Compared to issues connected to trade and the economy, cultural exchange between Germany and China happens more on a superficial level. An event in Cologne, however, showed how 'critical dialogue' works.
People often speak of the exchange of cultures. But such an exchange hardly every works as well as it did at a conference in mid-September in Cologne. The Literaturhaus Köln ("Literature house of Cologne") and the Akademie der Künste der Welt (World arts academy), which was founded last year, invited people to participate in the "China Festival" which was titled "Unheard - China in critical dialogue." Scientists, bloggers, journalists from China were invited to talk to their German counterparts.
There were many eye-opening moments, for example, when the blogger Li Chengpeng - laureate of a DW prize for blogs, spoke with the German Internet activist Anne Roth about the difference between Germany and China. He said, "In Germany, people take up the pen after a bad experience. In China, it is the other way around. When people start writing, that's when bad things happen."
Climate of uncertainty
Working under censorship was a recurring topic at the event. No wonder: of the nine Chinese panelists present at the event, five had spent time in jail at least once. The event took place at a time when China's censors have been tightening their grip on the Internet. A new campaign against bloggers has been circulating throughout Chinese media for around a month now. And new laws against "spreading rumors" on the Internet has spread fear among the country's netizens.
Blogger Ran Yanfei said fear in an atmosphere of uncertainty was a constant companion. Ran, whose microblog has over 40,000 followers, was under house arrest shortly before his trip to the festival in Cologne.
Chinese society today and in the past is filled with taboos. This was underlined recently with the so-called Decree No. 9, which prohibits teachers at schools and colleges and journalists, among others, from addressing mistakes made in the past by China's party leadership. At a panel focusing on remembering and overcoming the past it became obvious that the famine caused by the so-called "Great Leap Forward" between 1958 and 1960 and the Cultural Revolution between 1966 and 1976 can be talked about in China, but only in a scientific context.
China's stumbling block?
The writers read from their own works. Ye Fu suggested building a literary bridge between Germany and China. Currently, the author is living in a guest room at the art academy in Cologne. Since he has been in Germany, he has come across so-called Stolpersteine [stumbling blocks], which are memorials to the victims of persecution and oppression in Nazi Germany, created by the artist Gunter Demnig. They are embossed brass-plated cobblestones and can be found scattered about on the ground in city centers.
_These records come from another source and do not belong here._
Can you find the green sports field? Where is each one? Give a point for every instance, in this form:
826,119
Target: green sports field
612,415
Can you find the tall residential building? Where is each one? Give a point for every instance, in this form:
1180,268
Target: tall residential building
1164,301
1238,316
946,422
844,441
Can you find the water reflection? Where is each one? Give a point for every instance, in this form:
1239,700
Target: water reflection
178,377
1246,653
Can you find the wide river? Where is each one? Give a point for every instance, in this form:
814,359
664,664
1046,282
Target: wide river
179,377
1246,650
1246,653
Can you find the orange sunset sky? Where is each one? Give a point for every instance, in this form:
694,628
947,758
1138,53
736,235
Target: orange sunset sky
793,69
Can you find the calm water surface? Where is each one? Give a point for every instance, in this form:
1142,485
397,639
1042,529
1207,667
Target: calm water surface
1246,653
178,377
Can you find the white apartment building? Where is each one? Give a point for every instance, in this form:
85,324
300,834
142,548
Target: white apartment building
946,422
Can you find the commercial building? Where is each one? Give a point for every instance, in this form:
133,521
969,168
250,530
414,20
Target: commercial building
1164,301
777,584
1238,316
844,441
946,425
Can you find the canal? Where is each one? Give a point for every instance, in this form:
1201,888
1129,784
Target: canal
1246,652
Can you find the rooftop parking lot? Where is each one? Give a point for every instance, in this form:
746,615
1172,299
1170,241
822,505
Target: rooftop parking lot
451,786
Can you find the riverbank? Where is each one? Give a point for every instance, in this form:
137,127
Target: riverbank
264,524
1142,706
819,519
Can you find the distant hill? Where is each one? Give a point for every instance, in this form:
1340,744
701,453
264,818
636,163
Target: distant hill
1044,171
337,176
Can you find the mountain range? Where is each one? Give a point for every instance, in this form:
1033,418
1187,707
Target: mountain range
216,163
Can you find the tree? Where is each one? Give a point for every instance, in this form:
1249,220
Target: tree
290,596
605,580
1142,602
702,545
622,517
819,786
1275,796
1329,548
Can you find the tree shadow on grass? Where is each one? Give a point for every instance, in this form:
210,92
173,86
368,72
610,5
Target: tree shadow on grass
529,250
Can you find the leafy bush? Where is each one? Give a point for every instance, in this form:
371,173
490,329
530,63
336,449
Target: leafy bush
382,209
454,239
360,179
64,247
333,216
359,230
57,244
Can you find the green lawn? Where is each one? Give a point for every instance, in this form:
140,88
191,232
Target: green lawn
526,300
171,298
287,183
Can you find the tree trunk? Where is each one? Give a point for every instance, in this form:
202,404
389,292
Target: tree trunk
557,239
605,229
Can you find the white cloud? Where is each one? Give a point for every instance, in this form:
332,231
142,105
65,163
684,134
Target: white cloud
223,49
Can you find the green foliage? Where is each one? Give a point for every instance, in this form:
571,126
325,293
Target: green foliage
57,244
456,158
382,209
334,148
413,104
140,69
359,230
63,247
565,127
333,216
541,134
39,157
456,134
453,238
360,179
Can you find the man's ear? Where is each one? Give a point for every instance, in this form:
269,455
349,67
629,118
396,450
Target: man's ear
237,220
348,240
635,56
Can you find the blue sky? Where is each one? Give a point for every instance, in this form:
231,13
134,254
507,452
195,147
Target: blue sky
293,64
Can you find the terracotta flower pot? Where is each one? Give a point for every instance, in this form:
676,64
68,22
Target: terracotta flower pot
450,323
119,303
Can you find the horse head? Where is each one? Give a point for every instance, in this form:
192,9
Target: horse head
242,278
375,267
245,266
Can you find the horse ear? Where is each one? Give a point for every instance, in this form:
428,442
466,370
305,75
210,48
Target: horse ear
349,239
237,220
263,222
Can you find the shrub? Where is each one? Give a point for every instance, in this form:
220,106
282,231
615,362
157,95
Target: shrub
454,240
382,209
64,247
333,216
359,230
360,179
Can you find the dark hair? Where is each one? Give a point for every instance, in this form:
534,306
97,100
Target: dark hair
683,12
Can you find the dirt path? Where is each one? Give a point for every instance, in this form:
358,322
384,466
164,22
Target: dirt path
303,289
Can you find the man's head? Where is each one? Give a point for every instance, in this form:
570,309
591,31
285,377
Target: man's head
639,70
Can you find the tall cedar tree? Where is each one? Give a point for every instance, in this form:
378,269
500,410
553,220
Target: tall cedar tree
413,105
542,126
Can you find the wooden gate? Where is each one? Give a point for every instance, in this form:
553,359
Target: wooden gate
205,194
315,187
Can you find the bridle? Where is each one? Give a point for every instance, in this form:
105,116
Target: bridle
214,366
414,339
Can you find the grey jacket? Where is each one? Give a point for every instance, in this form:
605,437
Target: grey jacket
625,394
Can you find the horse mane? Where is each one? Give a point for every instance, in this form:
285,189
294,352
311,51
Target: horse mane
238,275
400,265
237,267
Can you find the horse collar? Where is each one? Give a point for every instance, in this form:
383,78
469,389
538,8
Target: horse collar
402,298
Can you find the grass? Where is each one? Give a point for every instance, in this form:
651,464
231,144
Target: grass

The Stolpersteine project inspired Ye Fu to write an essay on reconciling with the past which he read at the China Festival. Ye Fu feels personally connected to the topic; his grandfather, father and brother all became victims of various "clean up" campaigns. He said he owed thanks for his literary talent to his grandmother, who had to endure the Cultural Revolution. During those years, she secretly read classic Chinese literature.
The China Festival played a double role - it was an event in which there was much to talk about and much to listen to.